ECLI:NL:CRVB:2018:3430
Centrale Raad van Beroep
- Hoger beroep
- Rechtspraak.nl
Niet-ontvankelijkverklaring bezwaar tegen uitkeringsspecificatie Participatiewet
In deze zaak heeft de Centrale Raad van Beroep op 23 oktober 2018 uitspraak gedaan in hoger beroep tegen een beslissing van de rechtbank Noord-Holland. De appellant, die sinds 4 juli 2003 bijstand ontvangt op grond van de Participatiewet, had bezwaar gemaakt tegen de uitkeringsspecificatie van maart 2016, waarin een bedrag van € 58,36 was ingehouden. Het college van burgemeester en wethouders van Haarlem verklaarde het bezwaar op 26 juli 2016 niet-ontvankelijk, omdat de appellant geen procesbelang meer had bij de beoordeling van zijn bezwaar. Dit besluit werd door de rechtbank in een eerdere uitspraak bevestigd.

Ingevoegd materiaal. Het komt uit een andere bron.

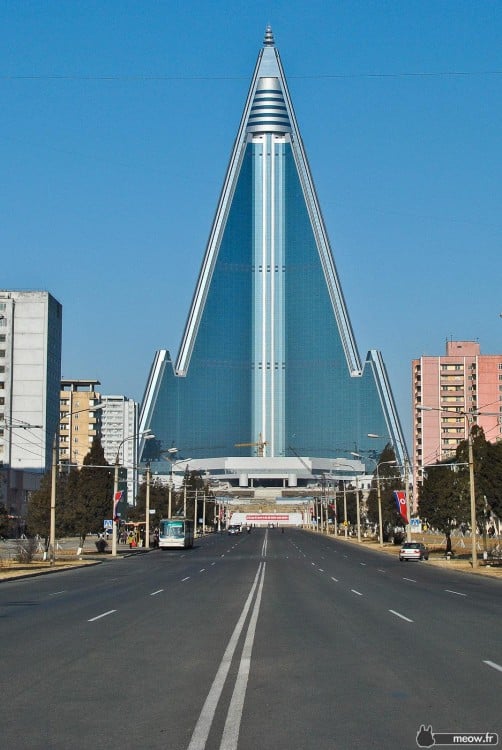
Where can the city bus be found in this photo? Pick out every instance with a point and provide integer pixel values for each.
(175, 532)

De appellant stelde dat hij recht had op nabetaling van onterecht ingehouden bedragen over een langere periode, maar de Raad oordeelde dat het hoger beroep niet slaagde. De Raad bevestigde dat de appellant het ingehouden bedrag in mei 2016 had ontvangen en dat de beroepsprocedure niet betrekking had op de gehele periode van juli 2010 tot en met maart 2016. De Raad concludeerde dat de rechtbank terecht had geoordeeld dat de appellant geen procesbelang meer had bij zijn bezwaar tegen de uitkeringsspecificatie van maart 2016.
De uitspraak van de Centrale Raad van Beroep bevestigde de eerdere beslissing van de rechtbank en er werd geen veroordeling in de proceskosten uitgesproken.